Kamis, 27 Juni 2013

JOY AND DISAPPOINTMENT AFTER MSG'S WEST PAPUA DECISION

Joy and disappointment after MSG’s West Papua decision

West Papua independence
Prior to last week’s MSG meeting many West Papuans were hoping for full membership. Image: West Papua Media Alerts
Pacific Scoop:
Report – By Daniel Drageset
Whereas some parties are pleased that the Melanesian Spearhead Group (MSG) drew up a roadmap for membership of the West Papua National Coalition for Liberation (WPNCL), others are disappointed that the MSG did not go all the way and give full membership to the WPNLC.
The WPNCL, which attended the 19th MSG Leaders’ Summit with a five-person delegation, expressed happiness over the outcome.
A ni-Vanuatu MP, however, has said that a roadmap is simply not good enough and that Vanuatu as a strong supporter of West Papua therefore should withdraw from the MSG.
WPNCL, however, seems more than content, even though full membership is yet to be achieved. In a statement issued earlier this week it stated that after many years of lobbying it has now “entered a new chapter in its international efforts.”
Before last week’s MSG meeting in the New Caledonian capital Nouméa, some had expressed hopes that the WPNCL would attain full membership of the Melanesian Spearhead Group, just like the Front de Liberation Nationale Kanak et Socialiste (FLNKS), which is the coalition of parties calling for independence in New Caledonia.
Although this is yet to happen, the MSG stated that it “fully supports the inalienable rights of the people of West Papua towards self-determination.”
Human rights
Furthermore, MSG expressed concern for human rights violations in West Papua, and therefore decided to send a delegation to Indonesia later this year to discuss West Papua.

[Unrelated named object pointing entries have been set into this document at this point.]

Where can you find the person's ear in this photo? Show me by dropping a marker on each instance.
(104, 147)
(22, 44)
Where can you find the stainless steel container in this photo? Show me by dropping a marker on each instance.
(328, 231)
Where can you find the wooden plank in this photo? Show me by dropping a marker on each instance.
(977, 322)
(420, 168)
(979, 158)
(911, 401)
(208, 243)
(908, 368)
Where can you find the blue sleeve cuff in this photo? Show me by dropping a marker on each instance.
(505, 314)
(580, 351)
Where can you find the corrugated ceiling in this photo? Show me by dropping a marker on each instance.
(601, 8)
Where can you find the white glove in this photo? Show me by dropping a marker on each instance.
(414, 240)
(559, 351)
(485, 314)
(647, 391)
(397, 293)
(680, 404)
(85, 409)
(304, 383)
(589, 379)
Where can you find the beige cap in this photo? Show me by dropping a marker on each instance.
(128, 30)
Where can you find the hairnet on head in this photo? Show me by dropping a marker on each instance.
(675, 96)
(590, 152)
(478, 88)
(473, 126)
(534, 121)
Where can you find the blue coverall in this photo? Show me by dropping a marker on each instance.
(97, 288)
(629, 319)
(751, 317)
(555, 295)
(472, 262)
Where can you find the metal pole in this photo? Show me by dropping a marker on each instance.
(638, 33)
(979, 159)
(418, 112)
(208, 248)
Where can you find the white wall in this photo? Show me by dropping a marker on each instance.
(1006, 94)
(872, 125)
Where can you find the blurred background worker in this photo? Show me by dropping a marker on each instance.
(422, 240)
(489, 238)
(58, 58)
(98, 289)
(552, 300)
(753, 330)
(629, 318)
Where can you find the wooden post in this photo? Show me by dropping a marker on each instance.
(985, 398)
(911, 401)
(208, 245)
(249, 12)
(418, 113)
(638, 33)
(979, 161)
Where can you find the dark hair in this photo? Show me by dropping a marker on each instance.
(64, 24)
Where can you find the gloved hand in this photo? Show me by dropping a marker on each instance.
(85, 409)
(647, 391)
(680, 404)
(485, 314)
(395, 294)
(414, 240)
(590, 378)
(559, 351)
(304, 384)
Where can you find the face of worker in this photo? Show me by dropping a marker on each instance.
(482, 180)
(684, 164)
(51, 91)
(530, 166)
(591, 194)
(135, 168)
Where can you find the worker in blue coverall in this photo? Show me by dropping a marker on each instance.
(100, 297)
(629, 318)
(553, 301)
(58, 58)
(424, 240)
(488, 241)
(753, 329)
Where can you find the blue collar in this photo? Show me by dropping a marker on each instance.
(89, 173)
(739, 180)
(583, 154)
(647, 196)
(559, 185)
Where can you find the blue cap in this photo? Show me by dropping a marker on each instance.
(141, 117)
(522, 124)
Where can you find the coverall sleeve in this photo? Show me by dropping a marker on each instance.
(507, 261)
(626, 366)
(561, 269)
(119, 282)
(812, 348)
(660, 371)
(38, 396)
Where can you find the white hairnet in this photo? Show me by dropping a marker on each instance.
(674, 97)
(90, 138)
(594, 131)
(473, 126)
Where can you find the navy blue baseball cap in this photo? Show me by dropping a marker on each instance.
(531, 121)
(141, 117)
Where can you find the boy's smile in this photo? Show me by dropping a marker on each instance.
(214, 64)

In an interview with Radio New Zealand International, Andy Ayamiseba of WPNCL said that this “is a clear indication that the case of West Papua is out of Indonesia’s hands.
“It is no longer a domestic issue or internal matter but it’s not a regional issue, an international issue.”

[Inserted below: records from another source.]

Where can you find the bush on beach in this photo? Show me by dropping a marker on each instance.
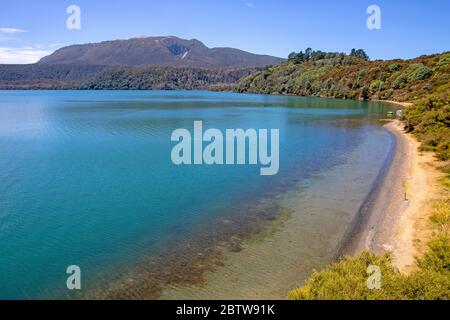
(347, 279)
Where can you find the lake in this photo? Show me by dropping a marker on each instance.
(86, 179)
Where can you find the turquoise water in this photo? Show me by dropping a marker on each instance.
(86, 177)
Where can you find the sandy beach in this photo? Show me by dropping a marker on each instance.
(398, 221)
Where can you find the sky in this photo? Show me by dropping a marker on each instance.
(31, 29)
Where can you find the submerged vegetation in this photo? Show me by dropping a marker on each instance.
(347, 279)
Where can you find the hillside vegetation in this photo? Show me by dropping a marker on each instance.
(157, 52)
(43, 76)
(424, 81)
(164, 78)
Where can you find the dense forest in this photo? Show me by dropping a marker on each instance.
(43, 76)
(424, 81)
(165, 78)
(36, 76)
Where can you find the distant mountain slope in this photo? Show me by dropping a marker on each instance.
(157, 51)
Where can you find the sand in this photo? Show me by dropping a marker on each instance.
(395, 223)
(398, 221)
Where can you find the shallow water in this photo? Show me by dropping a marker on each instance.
(86, 178)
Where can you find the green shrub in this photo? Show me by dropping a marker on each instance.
(420, 73)
(347, 279)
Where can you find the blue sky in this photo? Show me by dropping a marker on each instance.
(30, 29)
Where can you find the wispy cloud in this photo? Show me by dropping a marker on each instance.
(11, 30)
(22, 55)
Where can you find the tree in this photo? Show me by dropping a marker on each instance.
(359, 53)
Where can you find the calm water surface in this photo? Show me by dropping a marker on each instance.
(86, 178)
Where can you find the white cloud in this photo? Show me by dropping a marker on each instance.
(22, 55)
(11, 30)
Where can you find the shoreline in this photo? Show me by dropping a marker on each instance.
(395, 222)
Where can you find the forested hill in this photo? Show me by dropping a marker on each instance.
(353, 76)
(42, 76)
(157, 52)
(424, 81)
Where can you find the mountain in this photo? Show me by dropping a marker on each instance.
(157, 51)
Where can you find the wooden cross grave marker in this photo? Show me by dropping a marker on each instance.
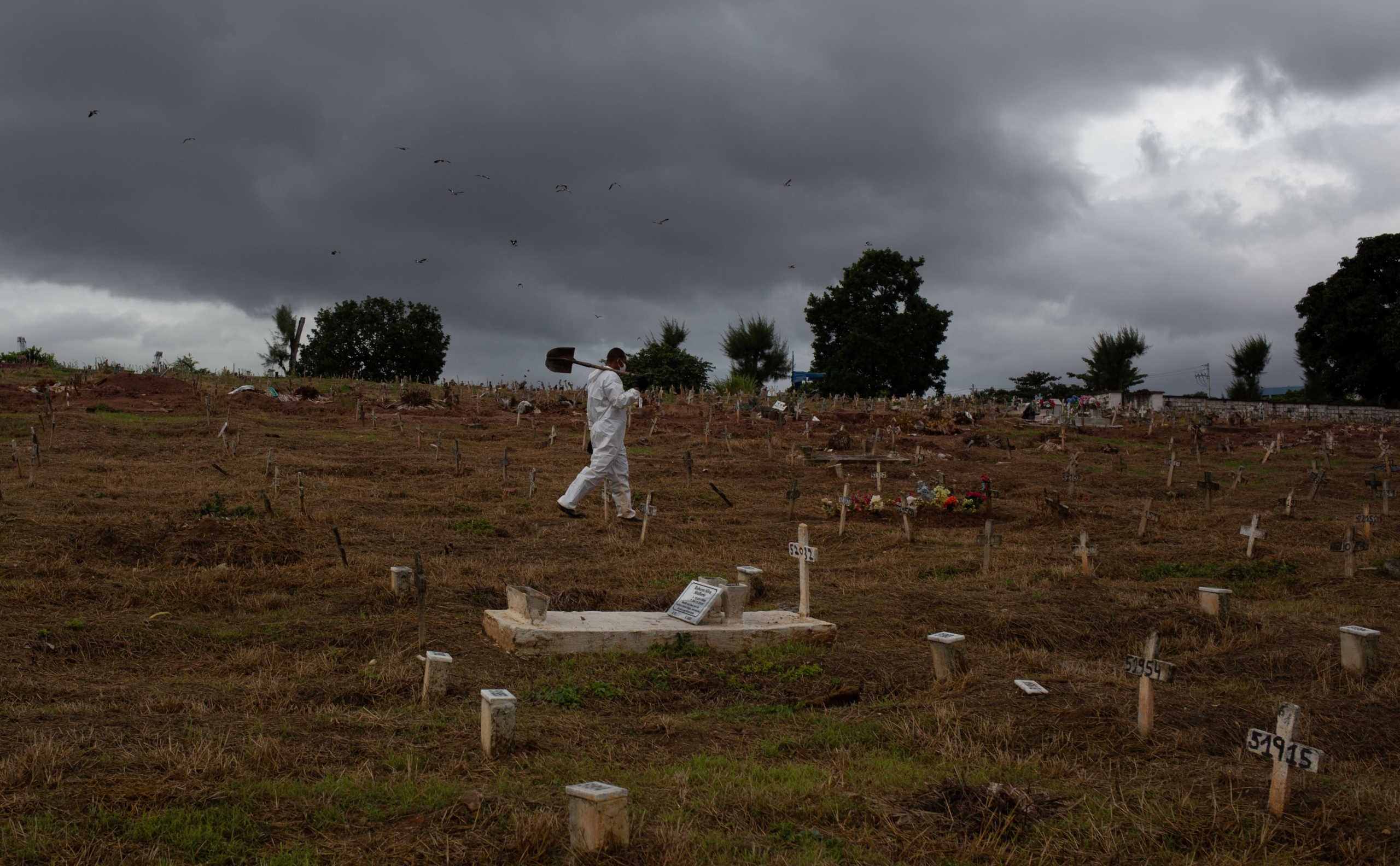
(1084, 550)
(648, 512)
(1171, 469)
(804, 553)
(1349, 546)
(1286, 753)
(988, 541)
(1252, 532)
(1147, 668)
(1366, 518)
(1147, 515)
(1208, 486)
(906, 510)
(1319, 477)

The Australian West Papua Association (AWPA) said that it is disappointing that the issue of membership was deferred, but it welcomed a number of the other decisions.
“[T]he fact that the issue of the right to self-determination for the people of West Papua was recognised by the representative regional body of the Melanesian Peoples is very significant as is the fact that the MSG leaders acknowledged that there are ongoing human rights abuses in West Papua,” Joe Collins of AWPA said in a statement.

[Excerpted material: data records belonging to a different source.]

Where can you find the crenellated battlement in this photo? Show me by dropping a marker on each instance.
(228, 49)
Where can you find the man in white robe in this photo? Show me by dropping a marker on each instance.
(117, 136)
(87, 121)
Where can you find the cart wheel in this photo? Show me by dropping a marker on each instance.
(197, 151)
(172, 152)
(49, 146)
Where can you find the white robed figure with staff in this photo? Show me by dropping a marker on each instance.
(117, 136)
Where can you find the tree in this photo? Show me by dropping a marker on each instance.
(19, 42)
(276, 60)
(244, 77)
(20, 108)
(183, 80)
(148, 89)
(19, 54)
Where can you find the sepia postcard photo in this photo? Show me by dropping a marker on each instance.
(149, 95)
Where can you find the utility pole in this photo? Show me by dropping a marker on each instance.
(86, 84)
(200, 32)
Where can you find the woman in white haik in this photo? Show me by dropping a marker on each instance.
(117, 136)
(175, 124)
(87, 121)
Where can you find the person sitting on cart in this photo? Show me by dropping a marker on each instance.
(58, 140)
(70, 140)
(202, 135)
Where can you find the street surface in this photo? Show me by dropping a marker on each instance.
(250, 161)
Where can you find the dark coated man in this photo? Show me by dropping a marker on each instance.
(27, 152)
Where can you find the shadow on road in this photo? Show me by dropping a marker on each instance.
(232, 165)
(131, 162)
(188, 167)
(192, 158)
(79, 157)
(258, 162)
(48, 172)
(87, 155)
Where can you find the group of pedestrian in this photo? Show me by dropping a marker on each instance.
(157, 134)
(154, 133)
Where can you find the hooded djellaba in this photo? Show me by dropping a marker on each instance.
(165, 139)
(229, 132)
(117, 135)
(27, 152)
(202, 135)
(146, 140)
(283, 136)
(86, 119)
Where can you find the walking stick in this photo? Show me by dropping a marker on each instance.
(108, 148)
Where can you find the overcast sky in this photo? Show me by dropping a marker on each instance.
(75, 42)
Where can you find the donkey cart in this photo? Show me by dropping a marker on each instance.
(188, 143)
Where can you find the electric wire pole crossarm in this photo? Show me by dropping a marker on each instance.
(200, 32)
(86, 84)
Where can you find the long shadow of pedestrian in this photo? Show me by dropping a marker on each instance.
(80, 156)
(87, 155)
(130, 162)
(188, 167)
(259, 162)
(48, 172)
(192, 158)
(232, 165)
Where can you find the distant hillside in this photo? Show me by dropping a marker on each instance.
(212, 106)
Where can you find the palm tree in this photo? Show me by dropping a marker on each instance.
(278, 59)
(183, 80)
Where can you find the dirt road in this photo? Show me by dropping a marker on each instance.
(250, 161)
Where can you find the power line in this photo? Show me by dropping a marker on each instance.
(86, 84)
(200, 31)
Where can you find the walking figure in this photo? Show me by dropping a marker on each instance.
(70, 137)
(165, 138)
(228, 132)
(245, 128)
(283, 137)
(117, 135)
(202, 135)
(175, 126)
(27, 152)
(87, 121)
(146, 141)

He described it as “encouraging” that MSG goes on a “fact-finding mission” to Indonesia, but warned that such missions may be “controlled or manipulated as to where, when and whom they are permitted to see by the authorities.”
Disappointed ni-Vanuatu MP
In an article in the Vanuatu Daily this week entitled Shameful day for Vanuatu, an anonymous ni-Vanuatu MP said it was a “sad day for Vanuatu when news was made public […] that the issue of West Papua had to wait for another six months.”
The MP alleged that Fiji, Papua New Guinea and the Solomon Islands held secret meetings between them on the issue of West Papua and called it “very disrespectful.”
“I call on Vanuatu leaders not to join the other MSG leaders to either Jakarta or West Papua [for a fact-finding mission] but for Vanuatu to protest to the other MSG countries to pull out from the MSG because the vision by Vanuatu’s first prime minister has been defeated,” the MP stated.
Moreover, the MP said that if ni-Vanuatu authorities do go to Indonesia they “will have to consider carrying in their hands messages of condolences to pass on to the families of so many hundreds and hundreds of our Melanesian brothers and sisters who were raped, jailed, tortured and shot in jails, and slaughtered like animals over the past many years by the Indonesian military.”